Nan has always liked landscapes. She sees huge potential in whatever landscape she is looking at. But without a car and no longer able to drive, she doesn’t have the same opportunities for lucky discoveries. She also stopped painting for a time when cataracts dimmed her eyesight.
“It’s pretty useless trying to do things if you have problems with your eyes, but I’ve had the cataracts removed and my eyes are coming good and I’m getting back to painting now,” says Nan.
She is getting interested in painting flowers and has been experimenting with colour on black canvas. She fetches two works in progress, one of poppies and the other a bonsai. The talk of flowers and discussion of her work leads us on to one of Nan’s all-time favourite artists, Margaret Olley. Nan shows me a video of a documentary on Olley and her life’s work. “She is one artist I really, really like. And I’ve watched this video over and over,” Nan says.
I mention visiting the Margaret Olley Art Centre at the Tweed Regional Art Gallery: it has a replica of Olley’s former Sydney studio in Paddington filled to overflowing with more than 20,000 objects and we joke about the amazing clutter of Olley’s home. “You wouldn’t want to eat a meal cooked in there. You’d have to go out for meals,” she says.
Nan was the person who inspired and encouraged Manningtree resident, Norma Copeland, to start painting. “I was painting at the time that Norma came around to see me after she found the car keys which she thought she’d lost. I had a brush in my hand and she said: ‘I wish I could do that.’ And I told her that she could, and she ought to have a go.
“I told her what to get and where to get it and the first piece of art that she produced – I was absolutely stunned. And she just progressed from that. She read a lot and practiced a lot and every now and again she would come down to me for suggestions and advice. She has done so well, and good on her. She is completely self-taught”.
Blue Jug and Pears
Both Nan and Norma like painting with oils, while Pat Coe, the third member of the Manningtree group, prefers watercolour. Nan says she likes the feel of “pushing the paint around”. When I tell her that that’s exactly how one of Western Australia’s favourite artists, Guy Grey-Smith, described his approach to painting, she is not surprised. “Even when you’re house painting, there’s just that wonderful feeling of the slap of the brush,” she says.
For a time, her son Bruce also pursued an artistic career as a leadlight artist and teacher. He set up the Armadale Stained Glass Centre, near the corner of High Street and Kooyong Road. Nan shows me a card displaying a stained glass Madonna that was produced by one of Bruce’s former students, Gerard Flemming, and which was installed in one of the windows of St James’s Church in Brighton.

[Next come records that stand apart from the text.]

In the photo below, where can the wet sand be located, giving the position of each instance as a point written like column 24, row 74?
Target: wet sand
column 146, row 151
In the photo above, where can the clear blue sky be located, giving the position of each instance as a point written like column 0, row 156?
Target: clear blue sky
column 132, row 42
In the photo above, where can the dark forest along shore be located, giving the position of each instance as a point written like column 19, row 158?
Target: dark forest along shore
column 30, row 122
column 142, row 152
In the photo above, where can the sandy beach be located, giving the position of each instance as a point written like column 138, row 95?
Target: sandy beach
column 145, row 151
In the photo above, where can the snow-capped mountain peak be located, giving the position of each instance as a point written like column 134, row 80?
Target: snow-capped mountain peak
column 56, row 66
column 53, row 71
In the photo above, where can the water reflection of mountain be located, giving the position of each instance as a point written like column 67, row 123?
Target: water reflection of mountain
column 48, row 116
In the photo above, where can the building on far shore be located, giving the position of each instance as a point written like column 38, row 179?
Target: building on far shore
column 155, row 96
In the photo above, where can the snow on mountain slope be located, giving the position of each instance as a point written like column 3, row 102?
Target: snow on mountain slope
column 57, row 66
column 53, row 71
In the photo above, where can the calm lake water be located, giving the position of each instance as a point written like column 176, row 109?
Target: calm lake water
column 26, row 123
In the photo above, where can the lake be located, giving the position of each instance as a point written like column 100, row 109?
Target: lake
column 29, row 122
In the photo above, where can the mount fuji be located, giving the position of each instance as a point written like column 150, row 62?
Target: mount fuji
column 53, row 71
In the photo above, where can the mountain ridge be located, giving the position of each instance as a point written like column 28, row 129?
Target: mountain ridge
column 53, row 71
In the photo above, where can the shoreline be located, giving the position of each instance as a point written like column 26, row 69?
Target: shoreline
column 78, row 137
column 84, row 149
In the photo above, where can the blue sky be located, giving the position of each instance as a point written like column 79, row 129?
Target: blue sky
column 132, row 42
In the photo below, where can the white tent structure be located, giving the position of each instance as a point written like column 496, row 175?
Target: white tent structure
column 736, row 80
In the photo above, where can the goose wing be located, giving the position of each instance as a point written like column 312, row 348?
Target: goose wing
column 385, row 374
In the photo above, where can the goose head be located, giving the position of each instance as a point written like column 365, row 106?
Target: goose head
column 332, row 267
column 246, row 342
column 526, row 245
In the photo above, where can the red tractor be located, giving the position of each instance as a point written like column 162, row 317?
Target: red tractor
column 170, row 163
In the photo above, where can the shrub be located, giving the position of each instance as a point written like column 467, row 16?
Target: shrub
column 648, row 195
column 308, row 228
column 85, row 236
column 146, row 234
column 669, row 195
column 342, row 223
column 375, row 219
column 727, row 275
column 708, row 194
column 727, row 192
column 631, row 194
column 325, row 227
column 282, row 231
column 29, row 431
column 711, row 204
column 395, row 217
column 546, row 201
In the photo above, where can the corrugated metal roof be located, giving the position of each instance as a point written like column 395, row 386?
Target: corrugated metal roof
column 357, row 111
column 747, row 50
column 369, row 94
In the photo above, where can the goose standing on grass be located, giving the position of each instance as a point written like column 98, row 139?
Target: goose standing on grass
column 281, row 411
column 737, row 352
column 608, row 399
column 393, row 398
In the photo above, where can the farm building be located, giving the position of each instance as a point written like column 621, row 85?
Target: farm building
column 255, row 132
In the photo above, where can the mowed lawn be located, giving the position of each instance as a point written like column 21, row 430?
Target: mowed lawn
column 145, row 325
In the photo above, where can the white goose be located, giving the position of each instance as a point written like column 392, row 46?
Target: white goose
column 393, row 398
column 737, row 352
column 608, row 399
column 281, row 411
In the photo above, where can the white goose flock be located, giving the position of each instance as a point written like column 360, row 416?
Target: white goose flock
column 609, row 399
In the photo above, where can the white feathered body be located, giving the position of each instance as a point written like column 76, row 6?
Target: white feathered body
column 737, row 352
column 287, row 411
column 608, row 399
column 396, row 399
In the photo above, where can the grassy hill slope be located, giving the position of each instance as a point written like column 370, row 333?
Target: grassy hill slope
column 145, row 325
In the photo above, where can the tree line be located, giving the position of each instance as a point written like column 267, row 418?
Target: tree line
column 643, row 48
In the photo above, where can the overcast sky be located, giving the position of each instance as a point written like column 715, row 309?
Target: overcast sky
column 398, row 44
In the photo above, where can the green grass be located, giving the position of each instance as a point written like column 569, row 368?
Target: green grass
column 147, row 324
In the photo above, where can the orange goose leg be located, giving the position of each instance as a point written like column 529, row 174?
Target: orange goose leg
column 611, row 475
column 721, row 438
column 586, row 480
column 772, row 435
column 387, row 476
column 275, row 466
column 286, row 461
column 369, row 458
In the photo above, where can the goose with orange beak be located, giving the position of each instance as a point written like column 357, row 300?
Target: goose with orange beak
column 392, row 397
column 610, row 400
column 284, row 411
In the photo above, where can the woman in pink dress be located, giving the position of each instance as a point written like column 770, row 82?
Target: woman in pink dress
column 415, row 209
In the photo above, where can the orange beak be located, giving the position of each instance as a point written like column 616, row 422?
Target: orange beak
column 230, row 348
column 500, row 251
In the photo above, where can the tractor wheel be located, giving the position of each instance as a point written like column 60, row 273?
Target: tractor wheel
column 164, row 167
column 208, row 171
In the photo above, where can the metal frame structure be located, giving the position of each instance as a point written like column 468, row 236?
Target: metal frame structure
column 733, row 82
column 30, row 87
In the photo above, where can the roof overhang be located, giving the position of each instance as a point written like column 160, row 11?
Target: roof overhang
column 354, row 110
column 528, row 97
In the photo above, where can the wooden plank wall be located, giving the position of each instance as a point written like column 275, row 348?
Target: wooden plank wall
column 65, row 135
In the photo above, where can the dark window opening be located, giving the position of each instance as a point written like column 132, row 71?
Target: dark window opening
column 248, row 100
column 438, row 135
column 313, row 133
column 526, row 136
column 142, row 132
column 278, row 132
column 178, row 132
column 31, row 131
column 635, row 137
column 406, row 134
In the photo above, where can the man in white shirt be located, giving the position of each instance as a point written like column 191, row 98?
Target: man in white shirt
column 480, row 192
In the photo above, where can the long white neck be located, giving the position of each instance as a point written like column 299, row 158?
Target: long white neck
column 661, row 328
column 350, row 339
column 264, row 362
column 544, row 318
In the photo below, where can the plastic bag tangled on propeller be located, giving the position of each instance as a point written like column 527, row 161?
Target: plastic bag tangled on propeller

Bruce eventually wound up his stained glass business because of his health concerns about working with lead. He has since moved to Queensland and built an entirely new business manufacturing timber roof trusses. But Nan still has a gorgeous stained glass lamp that Bruce made before he gave up the leadlight work.
Nan also has a treasured memento from her daughter, Pam’s artistic venture. Hanging prominently in her living room, is a distinctive Arthur Boyd print that she bought from the opening exhibition of a gallery set up in Gordon House by Pam and a group of her colleagues.
As Nan and I admire the work and wonder at its almost underwater imagery, as if Boyd has sketched floating strands of kelp and seaweed, she points out two faces that emerge from the tangle of lines. “And that’s a woman’s leg, there,” Nan says. Suddenly I see it, and then the faces appear quite clearly – a couple are kissing in a very Arthur Boyd way.
Seeing the Boyd print afresh, through Nan’s eyes, is a revelation that matches the experience of meeting these unique and remarkable women, catching glimpses of their memories and their experiences, the joys and sorrows, witnessing their frailties and their strengths, and above all their resilience, making the most of the rest of their lives in Manningtree Road.